Rubini, Meneghin e quegli indimenticabili anni d’oro del basket italiano

Ognuno di noi, anche il più incallito trinariciuto, ha una sua America. Un’America intesa come posto del cuore. Come l’ultimo rifugio conosciuto quando le cose vanno meno bene e allora per tirarci su il morale ci diciamo: eh, sì, quel periodo è stato davvero bello, anni formidabili, ce la siamo goduta e adesso pazienza… Capita col cinema, la politica, la musica e soprattutto con lo sport, materia adattissima ad incatenarci il cuore perché quasi sempre coincidente con momenti particolari, forse i migliori, della nostra vita.

C’è il ciclismo “eroico” di Coppi e Bartali ricordato, a volte a sproposito, quando qualche corridore, non ancora di prima fila, vince audacemente. C’è quel calcio dei boomers, quello in bianconero di Rivera e Mazzola, mai dimenticato nonostante tutto quello che nel calcio è arrivato dopo. C’è la prepotente atletica di Pietro Mennea e Sara Simeoni, simboli di un’Italia che finalmente mette in riga russi e americani. E poi gli exploit travolgenti di Alberto Tomba e Deborah Compagnoni nello sci degli anni Novanta. E le sgommate di Valentino Rossi, le bracciate di Federica Pellegrini.

Belle storie, scolpite nei archivi della memoria, che sembrano irripetibili.

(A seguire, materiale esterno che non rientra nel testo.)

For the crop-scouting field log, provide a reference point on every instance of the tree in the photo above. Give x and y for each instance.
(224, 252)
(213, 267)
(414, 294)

Ma bisogna stare attenti, perché la memoria, lo sapete bene, gioca spesso brutti scherzi rischiando di farci diventare patetici agli occhi dei “millenial”, un po’ invidiosi per questo stupendo passato che ritorna sempre fuori a ricordare, come un coniglio dal cappello, che forse il meglio è appunto già passato.

Insomma, prudenza. Non farsi prendere la mano dalle trappole della nostalgia, sempre in agguato quando si gioca con la memoria. Come cantava Jannacci, ci vuole orecchio. Una certa sensibilità che non faccia velo alla lucidità.

Ecco Antonio Dipollina, noto commentatore televisivo di Repubblica, con licenza di graffiare nello sport, questa sensibilità la fa trasparire attraverso le pagine di un libro (La nostra America, gli anni d’oro del basket italiano, Hoepli) che è un magnifico viaggio nel periodo ruggente di uno sport che, fino a quel momento, era confinato in poche zone nebbiose del Nord, tra Milano, Varese e Cantù; praticato da tipi originali che con un certo di sussiego snobbavano il tirannico Dio del calcio, mostro onnivoro ormai imperante.